A high-quality text-to-speech system for Uzbek language based on Conditional Flow Matching (CFM) architecture.
This project implements a neural text-to-speech system specifically designed for the Uzbek language. It uses a Conditional Flow Matching approach with a DiT (Diffusion Transformer) backbone to generate natural-sounding speech from Uzbek text.
- 🎵 High-quality voice synthesis for Uzbek language
- 🎭 Voice cloning capabilities using reference audio
- ⚡ Configurable speech speed and generation parameters
- 🚀 GPU acceleration with automatic device detection
- 🎧 Multiple audio formats support (WAV, OGG)
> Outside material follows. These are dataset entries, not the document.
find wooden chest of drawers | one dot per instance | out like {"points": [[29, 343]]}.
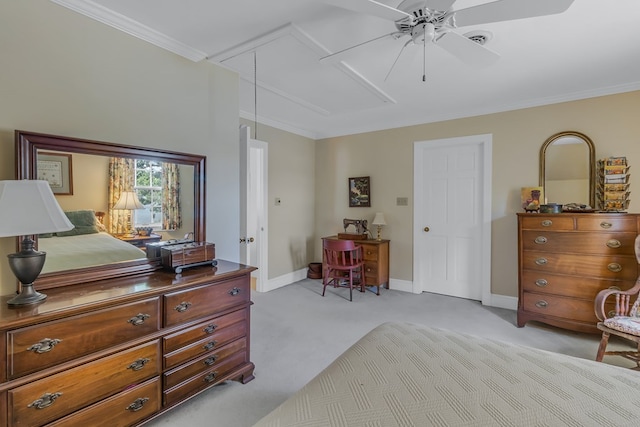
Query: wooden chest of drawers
{"points": [[565, 259], [133, 347]]}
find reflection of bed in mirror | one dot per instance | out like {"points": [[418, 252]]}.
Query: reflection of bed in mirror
{"points": [[73, 252]]}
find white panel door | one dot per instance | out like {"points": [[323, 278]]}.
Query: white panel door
{"points": [[449, 217]]}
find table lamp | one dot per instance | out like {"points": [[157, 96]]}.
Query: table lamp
{"points": [[128, 201], [27, 208], [379, 221]]}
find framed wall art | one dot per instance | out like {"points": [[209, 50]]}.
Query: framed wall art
{"points": [[56, 169], [359, 192]]}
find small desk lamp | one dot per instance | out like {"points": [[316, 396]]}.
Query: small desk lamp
{"points": [[379, 221], [128, 201], [27, 208]]}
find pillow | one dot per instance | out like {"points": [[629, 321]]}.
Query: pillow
{"points": [[84, 221]]}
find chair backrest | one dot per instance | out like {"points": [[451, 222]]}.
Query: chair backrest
{"points": [[341, 253]]}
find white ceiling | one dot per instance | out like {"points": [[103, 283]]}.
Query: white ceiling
{"points": [[591, 49]]}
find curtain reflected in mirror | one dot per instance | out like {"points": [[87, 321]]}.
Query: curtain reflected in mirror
{"points": [[567, 162]]}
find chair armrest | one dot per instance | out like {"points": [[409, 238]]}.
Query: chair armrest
{"points": [[602, 296]]}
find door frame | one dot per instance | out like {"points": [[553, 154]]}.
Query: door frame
{"points": [[246, 144], [485, 141]]}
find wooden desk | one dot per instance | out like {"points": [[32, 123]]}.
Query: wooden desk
{"points": [[376, 259]]}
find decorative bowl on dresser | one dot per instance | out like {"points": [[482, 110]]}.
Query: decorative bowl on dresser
{"points": [[565, 259], [118, 352]]}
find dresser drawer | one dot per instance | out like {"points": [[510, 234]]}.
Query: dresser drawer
{"points": [[53, 397], [580, 242], [558, 306], [195, 303], [206, 345], [36, 347], [121, 410], [570, 286], [544, 222], [205, 363], [619, 222], [203, 330], [607, 267], [203, 380]]}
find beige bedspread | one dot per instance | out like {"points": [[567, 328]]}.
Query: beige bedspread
{"points": [[401, 374], [70, 252]]}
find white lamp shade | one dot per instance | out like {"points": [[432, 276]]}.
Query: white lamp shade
{"points": [[29, 207], [379, 219], [128, 201]]}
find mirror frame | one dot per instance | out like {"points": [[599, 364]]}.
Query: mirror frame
{"points": [[27, 146], [592, 160]]}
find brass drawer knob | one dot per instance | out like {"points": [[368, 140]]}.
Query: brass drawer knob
{"points": [[182, 307], [540, 240], [44, 346], [614, 243], [542, 304], [614, 267], [138, 319], [137, 404], [46, 400]]}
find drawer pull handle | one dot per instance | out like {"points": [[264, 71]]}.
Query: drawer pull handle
{"points": [[614, 267], [138, 319], [138, 364], [46, 400], [210, 328], [137, 404], [209, 346], [183, 306], [542, 304], [210, 360], [211, 377], [614, 243], [44, 345]]}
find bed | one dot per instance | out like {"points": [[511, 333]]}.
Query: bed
{"points": [[85, 250], [402, 374]]}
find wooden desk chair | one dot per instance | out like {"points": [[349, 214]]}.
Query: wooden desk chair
{"points": [[343, 265], [624, 321]]}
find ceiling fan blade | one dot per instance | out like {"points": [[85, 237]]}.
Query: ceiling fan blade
{"points": [[442, 5], [466, 50], [507, 10], [341, 54], [371, 7]]}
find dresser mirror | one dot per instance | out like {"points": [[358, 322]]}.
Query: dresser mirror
{"points": [[191, 183], [567, 169]]}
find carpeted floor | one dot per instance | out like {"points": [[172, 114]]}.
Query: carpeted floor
{"points": [[295, 333]]}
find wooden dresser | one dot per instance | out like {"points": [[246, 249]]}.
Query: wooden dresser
{"points": [[565, 259], [376, 258], [119, 352]]}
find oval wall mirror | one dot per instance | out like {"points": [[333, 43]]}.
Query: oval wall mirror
{"points": [[567, 169]]}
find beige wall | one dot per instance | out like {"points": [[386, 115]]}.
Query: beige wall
{"points": [[65, 74], [387, 156], [291, 178]]}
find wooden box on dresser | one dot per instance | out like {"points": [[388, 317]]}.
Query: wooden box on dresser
{"points": [[565, 259], [121, 351]]}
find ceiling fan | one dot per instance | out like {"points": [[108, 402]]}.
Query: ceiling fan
{"points": [[435, 22]]}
- 🔒 Thread-safe implementation with caching
Uzbek_TTS/
├── ckpts/ # Model checkpoints directory
│ └── model.safetensors # Pre-trained model file
├── src/ # Source code
│ ├── models/ # Model architectures
│ ├── utils/ # Utility functions
│ └── inference.py # Inference pipeline
├── examples/ # Usage examples
├── requirements.txt # Python dependencies
├── README.md # This file
└── setup.py # Installation script
- Python 3.8 or higher
- PyTorch 2.0+
- CUDA-compatible GPU (recommended)
-
Clone the repository:
git clone https://github.com/your-username/Uzbek_TTS.git cd Uzbek_TTS -
Install dependencies:
pip install -r requirements.txt
-
Download the pre-trained model:
Download the model from Google Drive and place it in the
ckpts/folder:# Create checkpoints directory mkdir -p ckpts # Place the downloaded model.safetensors file in ckpts/ # The file structure should be: ckpts/model.safetensors
from omegaconf import OmegaConf
from hydra.utils import get_class
from tts import TTS
# Load configuration
model_cfg = OmegaConf.load('config/UZTTS_conf.yaml')
# Initialize TTS
tts = TTS(
ref_audio_path="test_data/test_erkak.wav",
ref_text="Jizzax kollejlarida infraqizil aniqlagichli turniketlar o'rnatilmoqda.",
model_cfg=model_cfg,
model_cls=get_class(f"uz_tts.model.{model_cfg.model.backbone}"),
vocab='config/uz_vocab.txt',
ckpt_path="ckpts/UZ.safetensors",
device="auto",
speed=1.0
)
# Generate speech
audio, sample_rate = tts.generate_speech("Assalomu alaykum! Bu Uzbek TTS tizimidir.")
# Save audio
tts.save_audio(audio, "output.wav")